NINA materialize sacrifice by Jo Kanamori of Japan proved to be an exception. It started with five women in skin-tight beige costumes lying so still and tense on the stage that I at first actually wondered if they were mannequins. Five male dancers in black suits, a capitalist code for power and masculinity, dominated the women, who throughout the performance danced with robotic movements. Display of not only gender power structures but also scenes of sexual violence in an elegant, stylised aesthetic form helped the dance, at least for me, raise thoughts about equality and power. Was that the choreographer’s intention? Did I see this dance, originally created 13 years ago, through recently acquired #MeToo goggles just when that hashtag had begun its digital dance across the globe? The only true answer? I do not know. 

 

Kanamori’s piece left me with this: interpretations can be reinterpreted, and the dated can be updated. The if and how depends not just on the when, but the where. For example, a Chatbox audience member guessed that this dance piece would be condemned as too sexist in the Nordics, not least now as #MeToo is reverberating with force – forcing many high-profile men out of their jobs in Sweden. “Au contraire” (On the contrary), I’d say. I think #MeToo made this work even more relevant and would ‘work’ also in Sweden. I think the Swedish audience would appreciate both the content and the aesthetics, with the sharp, strong, physical dancers and their icy, mechanical and rhythmic expressions. 

 

That the women looked like cyborgs makes this work even more poignant as the robot revolution is nearing. And as Japan leads the way in artificial intelligence, isn’t it more poignant than ever? The work flipped a switch in my memory of reading an article about Japanese men marrying virtual wives. That association is, however, based on my limited knowledge of Japan and on what the algorithms of the Internet have chosen to display to me. That association only goes to show that knowledge and limited knowledge informs the way we interpret dance. And a note to add: I found something ‘Asian’ in this piece! I saw what I see as something Japanese, from my perspective as a Swedish, female, politically aware, middle-aged, highly educated, well-travelled, well-paid, middle-class, dance critic.

 

And finally, a note on values. How you see this work depends on how you view gender and gender roles, on whether you value gender equality. A person that I’d classify as a male sexist brute may find beauty, order, logic and solace in these scenes. He might also see the male fears of losing power and control over something he used to rule – women and machines, whereas I see abuse, violence, dominance and servitude,. And I rejoice when the women strike back, grabbing the men, stripping them; when the women go from object to subject, from passive to active. This made me see this piece as not sexist, even though sexist stereotypes were shown on stage, but a comment on sexism.

 

And as for robots, let’s not forget who are creating and programming the artificial intelligence.

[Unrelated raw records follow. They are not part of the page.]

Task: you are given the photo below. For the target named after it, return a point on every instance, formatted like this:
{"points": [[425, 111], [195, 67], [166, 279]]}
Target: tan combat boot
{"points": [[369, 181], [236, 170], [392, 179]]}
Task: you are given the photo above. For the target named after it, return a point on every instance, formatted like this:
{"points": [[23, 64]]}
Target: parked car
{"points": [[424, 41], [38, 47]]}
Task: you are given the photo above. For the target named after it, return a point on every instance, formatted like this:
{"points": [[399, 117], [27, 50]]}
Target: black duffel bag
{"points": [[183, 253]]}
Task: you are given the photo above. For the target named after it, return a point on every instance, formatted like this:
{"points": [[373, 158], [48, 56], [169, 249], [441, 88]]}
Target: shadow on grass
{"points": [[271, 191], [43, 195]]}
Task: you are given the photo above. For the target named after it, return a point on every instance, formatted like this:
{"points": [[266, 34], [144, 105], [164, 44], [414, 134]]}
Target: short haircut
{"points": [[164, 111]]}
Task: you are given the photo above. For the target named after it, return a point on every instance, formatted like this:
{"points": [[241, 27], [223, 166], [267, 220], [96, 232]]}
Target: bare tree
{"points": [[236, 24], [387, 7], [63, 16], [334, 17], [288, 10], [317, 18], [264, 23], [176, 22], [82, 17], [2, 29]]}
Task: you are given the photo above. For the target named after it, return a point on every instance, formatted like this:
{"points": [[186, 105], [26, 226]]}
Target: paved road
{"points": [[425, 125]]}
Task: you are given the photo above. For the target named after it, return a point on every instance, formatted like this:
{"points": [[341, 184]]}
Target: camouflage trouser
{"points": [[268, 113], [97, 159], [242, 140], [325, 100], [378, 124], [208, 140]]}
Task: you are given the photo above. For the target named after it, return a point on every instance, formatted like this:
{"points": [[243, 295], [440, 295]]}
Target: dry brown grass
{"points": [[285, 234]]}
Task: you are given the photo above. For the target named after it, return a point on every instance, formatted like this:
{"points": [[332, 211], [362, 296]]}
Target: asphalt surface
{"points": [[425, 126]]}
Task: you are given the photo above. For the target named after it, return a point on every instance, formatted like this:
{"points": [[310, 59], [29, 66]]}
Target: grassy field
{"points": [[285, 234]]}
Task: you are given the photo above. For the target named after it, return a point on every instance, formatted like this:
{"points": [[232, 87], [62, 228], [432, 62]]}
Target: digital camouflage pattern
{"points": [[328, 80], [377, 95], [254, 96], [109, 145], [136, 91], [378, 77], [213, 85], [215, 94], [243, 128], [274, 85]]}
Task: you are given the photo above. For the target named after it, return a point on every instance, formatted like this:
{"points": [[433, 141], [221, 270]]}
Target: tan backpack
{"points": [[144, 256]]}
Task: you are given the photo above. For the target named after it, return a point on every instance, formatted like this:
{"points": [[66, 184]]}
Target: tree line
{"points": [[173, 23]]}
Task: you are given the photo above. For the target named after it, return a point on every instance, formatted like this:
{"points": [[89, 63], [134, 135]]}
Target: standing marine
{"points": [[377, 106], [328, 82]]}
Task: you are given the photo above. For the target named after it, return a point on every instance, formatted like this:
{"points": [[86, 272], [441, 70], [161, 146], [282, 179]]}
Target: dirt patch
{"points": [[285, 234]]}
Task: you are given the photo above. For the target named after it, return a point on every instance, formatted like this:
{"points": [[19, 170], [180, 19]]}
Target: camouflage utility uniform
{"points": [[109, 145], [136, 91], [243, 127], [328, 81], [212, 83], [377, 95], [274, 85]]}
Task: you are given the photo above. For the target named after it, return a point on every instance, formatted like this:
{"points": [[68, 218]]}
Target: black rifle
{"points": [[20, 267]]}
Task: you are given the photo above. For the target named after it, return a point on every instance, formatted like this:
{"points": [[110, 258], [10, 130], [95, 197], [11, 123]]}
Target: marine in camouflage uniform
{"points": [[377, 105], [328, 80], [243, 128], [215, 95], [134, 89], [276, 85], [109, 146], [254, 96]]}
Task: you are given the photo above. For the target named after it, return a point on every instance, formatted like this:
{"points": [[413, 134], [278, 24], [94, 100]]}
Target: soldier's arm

Robots are not neutral, not automatically free from stereotypes, racism or sexism. They are only as unbiased as the human beings who programmed them.  Which makes the metaphor on stage even more interesting. It’s the human beings who have the power to change the world and to decide to make it more equal. 

 

So this Swedish dance critic saw a worldwide topic being discussed (#MeToo is basically a #FuckYou) through the use of gender stereotypes, a perception strengthened when I, the Swedish female feminist dance critic, connected the choreographer’s nationality to my stereotypes of Japan.